Undetectable equals Untransmittable/U=U vs. Treatment as Prevention (TasP). One has captured the imagination of people living with HIV (PLWH) around the world while the other seems to have disappeared. U=U was created by community to empower PLWH to have an undetectable viral load so they can’t transmit HIV. TasP was created by scientists to explain how HIV treatment is also HIV prevention.

This difference matters because we are about to build multiple pathways to end the epidemic. Do we listen to community or should the pathways come from scientists? Too often community is dismissed. Getting the federal government and scientists to go along with U=U was a fight. Thank you Bruce Richman for leading the charge.

However, U=U needs private health insurance, the Affordable Care Act, Medicaid, expanded Medicaid, or Ryan White services to be effective. Without continuous and sustained access to healthcare and meds, none of our efforts to end the epidemic will work.  That is why HRSA’s HIV/AIDS Bureau (HAB) will play such a critical role.

Ending the epidemic means retaining PLWH and people on PrEP in healthcare and adherent to meds for the rest of their lives. We know the desired end result; however, agencies don’t know what programs to implement because these communities have eluded previous efforts. So far, PrEP is not reaching communities of color. Four hundred thousand PLWH have fallen out of care or are unaware of their HIV status.

Programs to end the epidemic must not only be scientifically accurate; they also need to retain 1.1 million Americans on PrEP and keep 1.2 million PLWH in healthcare and on meds for decades. Failure to reach scale is the main reason previous efforts failed: we could not reach enough people to get the scale needed to bend the curve of new HIV cases. While 2.3 million people can seem daunting, it’s not like previous effects that needed to work every time anyone has sex. I’m just saying.

To be clear, I’m not saying that community is always right. I just don’t want us to be dismissed out of hand. This year’s United States Conference on AIDS will celebrate U=U and community. Working with the Prevention Access Campaign, USCA is committed to a plenary on Saturday, September 7 that will inspire and educate about the central role community must play.

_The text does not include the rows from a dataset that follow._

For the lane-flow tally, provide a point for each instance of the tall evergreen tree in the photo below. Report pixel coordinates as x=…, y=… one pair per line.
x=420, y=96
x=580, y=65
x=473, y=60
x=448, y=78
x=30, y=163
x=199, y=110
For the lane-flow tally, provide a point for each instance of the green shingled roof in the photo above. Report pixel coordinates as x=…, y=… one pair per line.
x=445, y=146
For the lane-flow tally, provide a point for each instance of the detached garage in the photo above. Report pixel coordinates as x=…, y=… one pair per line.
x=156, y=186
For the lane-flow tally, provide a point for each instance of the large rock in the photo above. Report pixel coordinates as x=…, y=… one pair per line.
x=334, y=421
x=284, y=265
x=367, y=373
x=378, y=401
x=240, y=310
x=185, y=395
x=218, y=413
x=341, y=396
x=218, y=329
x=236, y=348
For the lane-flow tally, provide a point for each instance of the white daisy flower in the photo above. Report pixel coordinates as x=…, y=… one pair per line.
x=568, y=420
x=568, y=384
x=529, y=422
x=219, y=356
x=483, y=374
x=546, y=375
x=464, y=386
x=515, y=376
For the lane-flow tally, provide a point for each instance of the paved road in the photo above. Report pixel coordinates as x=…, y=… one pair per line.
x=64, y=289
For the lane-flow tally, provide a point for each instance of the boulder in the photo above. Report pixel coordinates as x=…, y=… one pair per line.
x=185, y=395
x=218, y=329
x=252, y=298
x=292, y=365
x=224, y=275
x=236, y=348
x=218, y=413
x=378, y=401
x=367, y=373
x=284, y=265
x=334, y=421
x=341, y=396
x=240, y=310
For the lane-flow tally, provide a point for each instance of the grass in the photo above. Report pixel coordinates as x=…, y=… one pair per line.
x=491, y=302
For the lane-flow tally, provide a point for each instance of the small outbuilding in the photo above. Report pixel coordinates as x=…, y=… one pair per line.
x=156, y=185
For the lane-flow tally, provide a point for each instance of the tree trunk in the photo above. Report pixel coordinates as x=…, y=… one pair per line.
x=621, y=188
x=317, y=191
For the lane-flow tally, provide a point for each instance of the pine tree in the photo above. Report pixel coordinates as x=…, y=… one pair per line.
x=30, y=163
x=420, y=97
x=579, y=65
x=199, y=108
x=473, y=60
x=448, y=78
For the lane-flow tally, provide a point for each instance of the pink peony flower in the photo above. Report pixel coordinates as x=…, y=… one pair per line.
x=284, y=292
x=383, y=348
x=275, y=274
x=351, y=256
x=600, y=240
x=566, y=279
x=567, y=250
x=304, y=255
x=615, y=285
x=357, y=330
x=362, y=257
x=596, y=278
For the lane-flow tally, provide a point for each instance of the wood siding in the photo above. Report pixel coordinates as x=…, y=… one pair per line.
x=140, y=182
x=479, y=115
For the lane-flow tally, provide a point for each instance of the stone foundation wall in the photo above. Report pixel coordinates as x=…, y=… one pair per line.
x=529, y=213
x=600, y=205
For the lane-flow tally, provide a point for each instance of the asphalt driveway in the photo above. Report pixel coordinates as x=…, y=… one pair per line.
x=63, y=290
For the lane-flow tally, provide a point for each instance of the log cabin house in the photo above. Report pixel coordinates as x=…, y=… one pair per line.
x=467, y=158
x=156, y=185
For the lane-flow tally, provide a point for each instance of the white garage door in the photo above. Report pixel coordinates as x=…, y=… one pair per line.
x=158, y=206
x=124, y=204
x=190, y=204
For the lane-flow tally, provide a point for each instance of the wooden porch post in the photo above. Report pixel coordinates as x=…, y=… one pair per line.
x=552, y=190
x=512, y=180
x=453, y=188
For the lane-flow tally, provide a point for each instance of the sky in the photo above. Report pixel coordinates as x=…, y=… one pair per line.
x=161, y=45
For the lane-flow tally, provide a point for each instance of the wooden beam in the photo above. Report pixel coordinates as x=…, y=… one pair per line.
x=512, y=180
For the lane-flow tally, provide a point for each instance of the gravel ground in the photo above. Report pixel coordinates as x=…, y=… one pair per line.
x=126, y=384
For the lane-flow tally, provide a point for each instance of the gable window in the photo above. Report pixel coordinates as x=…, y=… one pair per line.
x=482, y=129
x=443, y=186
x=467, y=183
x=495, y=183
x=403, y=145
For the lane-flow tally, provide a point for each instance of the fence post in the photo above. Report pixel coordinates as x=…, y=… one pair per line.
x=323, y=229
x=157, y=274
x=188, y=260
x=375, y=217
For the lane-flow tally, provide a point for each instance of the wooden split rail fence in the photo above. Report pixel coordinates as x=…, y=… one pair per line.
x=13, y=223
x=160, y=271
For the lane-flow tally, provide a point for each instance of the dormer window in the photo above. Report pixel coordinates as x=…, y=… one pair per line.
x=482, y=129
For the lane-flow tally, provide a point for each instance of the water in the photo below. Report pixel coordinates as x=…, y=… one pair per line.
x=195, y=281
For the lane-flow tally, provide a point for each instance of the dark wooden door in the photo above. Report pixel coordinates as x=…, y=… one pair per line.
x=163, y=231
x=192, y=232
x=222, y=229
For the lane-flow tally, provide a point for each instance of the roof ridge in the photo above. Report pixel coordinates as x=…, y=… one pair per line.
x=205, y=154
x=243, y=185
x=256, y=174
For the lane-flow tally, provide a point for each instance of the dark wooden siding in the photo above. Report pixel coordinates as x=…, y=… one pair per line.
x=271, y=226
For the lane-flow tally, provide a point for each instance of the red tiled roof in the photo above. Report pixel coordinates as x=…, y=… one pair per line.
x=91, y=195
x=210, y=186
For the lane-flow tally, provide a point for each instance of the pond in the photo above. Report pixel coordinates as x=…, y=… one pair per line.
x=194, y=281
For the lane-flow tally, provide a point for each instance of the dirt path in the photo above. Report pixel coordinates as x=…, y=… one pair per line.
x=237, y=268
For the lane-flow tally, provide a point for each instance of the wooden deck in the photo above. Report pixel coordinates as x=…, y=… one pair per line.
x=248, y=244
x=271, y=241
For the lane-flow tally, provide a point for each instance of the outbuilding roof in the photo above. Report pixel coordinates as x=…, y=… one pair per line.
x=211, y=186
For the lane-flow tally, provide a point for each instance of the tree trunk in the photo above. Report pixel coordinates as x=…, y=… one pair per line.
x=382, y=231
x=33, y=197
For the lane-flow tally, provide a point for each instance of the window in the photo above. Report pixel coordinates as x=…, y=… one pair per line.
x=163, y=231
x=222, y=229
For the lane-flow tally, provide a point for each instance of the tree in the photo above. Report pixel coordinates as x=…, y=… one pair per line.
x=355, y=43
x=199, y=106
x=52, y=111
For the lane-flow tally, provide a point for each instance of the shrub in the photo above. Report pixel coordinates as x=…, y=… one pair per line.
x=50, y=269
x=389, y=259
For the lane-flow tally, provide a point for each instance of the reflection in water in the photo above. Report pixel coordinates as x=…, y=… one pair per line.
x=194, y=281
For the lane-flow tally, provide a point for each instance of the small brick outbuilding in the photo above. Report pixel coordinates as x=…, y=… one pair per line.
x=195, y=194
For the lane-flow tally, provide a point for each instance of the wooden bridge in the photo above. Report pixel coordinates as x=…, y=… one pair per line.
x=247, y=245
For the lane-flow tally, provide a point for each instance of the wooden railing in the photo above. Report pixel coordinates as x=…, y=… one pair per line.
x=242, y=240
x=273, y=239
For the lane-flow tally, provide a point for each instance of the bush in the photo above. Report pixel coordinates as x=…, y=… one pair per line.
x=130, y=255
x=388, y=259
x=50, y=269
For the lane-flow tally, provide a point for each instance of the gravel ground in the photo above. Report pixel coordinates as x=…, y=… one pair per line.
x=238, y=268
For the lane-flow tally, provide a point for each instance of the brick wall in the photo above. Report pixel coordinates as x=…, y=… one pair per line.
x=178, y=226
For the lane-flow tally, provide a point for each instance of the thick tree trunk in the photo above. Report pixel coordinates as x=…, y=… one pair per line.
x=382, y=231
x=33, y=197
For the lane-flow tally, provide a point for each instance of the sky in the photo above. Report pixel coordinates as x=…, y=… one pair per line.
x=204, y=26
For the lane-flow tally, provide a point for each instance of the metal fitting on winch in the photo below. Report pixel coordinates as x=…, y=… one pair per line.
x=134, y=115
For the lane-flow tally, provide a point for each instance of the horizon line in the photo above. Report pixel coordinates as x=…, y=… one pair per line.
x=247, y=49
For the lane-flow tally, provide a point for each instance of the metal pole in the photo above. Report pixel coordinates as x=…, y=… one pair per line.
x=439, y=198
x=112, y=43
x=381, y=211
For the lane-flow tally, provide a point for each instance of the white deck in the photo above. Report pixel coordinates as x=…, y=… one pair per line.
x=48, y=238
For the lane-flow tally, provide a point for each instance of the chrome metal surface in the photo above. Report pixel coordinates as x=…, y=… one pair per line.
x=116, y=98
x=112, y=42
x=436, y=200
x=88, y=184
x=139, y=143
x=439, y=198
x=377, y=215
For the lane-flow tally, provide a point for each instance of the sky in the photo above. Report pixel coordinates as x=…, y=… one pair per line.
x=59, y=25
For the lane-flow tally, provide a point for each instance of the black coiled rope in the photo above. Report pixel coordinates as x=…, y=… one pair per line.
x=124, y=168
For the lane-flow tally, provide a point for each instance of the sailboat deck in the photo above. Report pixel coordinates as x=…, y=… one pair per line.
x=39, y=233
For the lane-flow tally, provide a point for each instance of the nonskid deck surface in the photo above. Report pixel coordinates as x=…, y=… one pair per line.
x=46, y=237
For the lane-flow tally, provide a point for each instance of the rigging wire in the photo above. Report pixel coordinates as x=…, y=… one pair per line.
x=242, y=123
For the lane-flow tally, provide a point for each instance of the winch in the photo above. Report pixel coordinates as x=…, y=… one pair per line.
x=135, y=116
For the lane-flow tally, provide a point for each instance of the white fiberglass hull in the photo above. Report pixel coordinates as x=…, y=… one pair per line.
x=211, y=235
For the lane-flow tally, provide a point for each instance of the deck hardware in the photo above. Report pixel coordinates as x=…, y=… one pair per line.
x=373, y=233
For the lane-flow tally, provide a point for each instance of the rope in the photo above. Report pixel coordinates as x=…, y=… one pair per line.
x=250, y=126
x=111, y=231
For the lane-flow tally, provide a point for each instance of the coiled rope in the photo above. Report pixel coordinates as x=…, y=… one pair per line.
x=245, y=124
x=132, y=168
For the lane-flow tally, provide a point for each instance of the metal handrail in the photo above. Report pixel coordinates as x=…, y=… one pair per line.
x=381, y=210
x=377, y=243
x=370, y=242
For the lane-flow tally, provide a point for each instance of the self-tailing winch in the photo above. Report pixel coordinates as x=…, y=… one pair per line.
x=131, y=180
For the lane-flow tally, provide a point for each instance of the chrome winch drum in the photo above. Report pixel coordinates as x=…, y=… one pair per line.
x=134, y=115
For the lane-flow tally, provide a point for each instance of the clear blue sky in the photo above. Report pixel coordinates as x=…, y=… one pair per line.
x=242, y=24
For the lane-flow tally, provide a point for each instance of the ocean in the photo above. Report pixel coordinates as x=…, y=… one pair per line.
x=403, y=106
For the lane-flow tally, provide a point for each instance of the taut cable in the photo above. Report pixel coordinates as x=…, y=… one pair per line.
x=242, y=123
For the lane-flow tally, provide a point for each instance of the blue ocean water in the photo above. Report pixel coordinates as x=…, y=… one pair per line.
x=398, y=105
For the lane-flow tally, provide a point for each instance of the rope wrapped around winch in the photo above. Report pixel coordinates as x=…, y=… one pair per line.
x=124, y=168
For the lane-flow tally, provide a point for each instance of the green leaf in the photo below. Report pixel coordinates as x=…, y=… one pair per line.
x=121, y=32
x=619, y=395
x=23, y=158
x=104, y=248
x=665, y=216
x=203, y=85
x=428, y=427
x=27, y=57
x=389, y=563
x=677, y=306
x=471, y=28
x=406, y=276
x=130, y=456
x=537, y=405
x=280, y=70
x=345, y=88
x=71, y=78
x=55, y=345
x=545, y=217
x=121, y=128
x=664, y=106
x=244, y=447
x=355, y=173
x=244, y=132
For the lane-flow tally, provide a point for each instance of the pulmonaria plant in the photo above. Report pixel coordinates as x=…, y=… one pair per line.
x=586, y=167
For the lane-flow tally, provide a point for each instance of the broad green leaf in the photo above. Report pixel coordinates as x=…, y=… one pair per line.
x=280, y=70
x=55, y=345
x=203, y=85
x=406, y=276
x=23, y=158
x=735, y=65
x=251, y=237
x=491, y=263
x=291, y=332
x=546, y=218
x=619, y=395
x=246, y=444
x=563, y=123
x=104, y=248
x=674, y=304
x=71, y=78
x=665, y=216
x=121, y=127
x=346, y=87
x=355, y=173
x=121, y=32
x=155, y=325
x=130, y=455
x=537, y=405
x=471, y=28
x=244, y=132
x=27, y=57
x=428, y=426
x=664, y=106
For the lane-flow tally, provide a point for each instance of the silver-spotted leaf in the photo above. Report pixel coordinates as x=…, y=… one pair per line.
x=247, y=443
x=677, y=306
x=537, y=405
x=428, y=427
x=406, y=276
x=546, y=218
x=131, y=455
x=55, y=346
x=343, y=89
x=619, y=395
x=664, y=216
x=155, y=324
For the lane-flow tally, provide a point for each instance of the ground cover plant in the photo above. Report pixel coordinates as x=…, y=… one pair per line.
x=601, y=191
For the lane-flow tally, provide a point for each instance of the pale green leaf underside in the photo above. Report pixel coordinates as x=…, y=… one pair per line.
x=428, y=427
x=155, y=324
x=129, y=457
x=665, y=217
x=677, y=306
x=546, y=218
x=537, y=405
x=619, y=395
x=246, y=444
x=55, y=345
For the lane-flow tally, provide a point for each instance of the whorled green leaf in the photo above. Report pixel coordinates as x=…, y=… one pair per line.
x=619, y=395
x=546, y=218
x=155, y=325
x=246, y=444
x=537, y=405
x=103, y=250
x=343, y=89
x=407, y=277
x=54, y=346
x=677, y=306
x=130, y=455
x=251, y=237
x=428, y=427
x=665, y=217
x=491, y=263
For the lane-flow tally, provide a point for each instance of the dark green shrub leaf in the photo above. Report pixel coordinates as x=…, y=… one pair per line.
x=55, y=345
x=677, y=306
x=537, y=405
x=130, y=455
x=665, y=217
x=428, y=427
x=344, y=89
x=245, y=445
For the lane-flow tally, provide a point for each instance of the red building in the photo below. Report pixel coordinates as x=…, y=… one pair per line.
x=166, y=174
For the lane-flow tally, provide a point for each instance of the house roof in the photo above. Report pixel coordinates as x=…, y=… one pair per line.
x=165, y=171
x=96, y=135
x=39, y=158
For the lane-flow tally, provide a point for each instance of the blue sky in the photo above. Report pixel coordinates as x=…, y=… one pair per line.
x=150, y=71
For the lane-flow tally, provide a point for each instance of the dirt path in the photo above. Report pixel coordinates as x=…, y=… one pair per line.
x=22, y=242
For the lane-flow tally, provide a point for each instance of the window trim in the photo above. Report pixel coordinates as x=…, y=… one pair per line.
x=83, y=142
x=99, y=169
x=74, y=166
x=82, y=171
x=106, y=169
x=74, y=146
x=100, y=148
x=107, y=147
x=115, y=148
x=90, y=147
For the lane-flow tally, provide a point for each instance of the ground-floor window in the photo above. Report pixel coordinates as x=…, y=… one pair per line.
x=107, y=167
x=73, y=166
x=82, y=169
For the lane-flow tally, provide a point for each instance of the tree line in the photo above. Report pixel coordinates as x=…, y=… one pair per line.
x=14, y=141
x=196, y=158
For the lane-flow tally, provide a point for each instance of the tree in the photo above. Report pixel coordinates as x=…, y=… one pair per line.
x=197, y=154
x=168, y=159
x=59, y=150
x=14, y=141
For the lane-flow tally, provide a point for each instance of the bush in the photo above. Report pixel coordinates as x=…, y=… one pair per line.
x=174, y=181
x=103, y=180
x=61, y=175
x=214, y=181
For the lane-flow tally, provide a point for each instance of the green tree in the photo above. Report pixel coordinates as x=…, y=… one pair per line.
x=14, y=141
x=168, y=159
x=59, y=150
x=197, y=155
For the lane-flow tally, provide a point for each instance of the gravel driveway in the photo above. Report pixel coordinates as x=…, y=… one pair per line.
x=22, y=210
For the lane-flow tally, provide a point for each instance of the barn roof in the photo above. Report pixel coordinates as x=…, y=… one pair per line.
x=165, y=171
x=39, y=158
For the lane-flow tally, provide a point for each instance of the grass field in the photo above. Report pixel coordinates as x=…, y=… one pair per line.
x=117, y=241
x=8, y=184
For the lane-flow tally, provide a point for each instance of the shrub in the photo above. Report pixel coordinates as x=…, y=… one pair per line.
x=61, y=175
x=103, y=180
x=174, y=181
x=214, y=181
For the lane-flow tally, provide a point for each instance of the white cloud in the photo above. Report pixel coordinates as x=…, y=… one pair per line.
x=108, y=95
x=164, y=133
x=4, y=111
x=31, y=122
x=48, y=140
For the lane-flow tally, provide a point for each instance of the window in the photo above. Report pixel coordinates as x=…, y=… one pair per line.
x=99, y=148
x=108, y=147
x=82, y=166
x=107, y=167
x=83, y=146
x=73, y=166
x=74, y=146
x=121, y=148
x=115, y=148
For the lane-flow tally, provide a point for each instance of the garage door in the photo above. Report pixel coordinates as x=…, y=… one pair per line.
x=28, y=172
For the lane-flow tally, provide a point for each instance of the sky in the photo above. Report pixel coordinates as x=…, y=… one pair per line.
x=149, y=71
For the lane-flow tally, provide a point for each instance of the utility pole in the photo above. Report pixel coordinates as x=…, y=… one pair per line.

Now is not the time to reinvent the wheel. Let’s use community to shape best practices for reaching populations hard hit by HIV. Those communities must include gay men, particularly gay men of color, specifically black and Latinx young gay men, the transgender community, black women, Latinas and drug users. These communities are stigmatized, discriminated against, and bullied. Too many are forced to live in the margins of our society because they are different. Their access to healthcare, housing, and employment can be tenuous. While being very careful to not further stigmatize, we need to understand and directly address the realities of their lives. Given all these variables and the complexities of being different in America, how do we also get these folks to stay in healthcare and on meds for the rest of their lives because that is what it will take to end the HIV epidemic in America. Obrigado.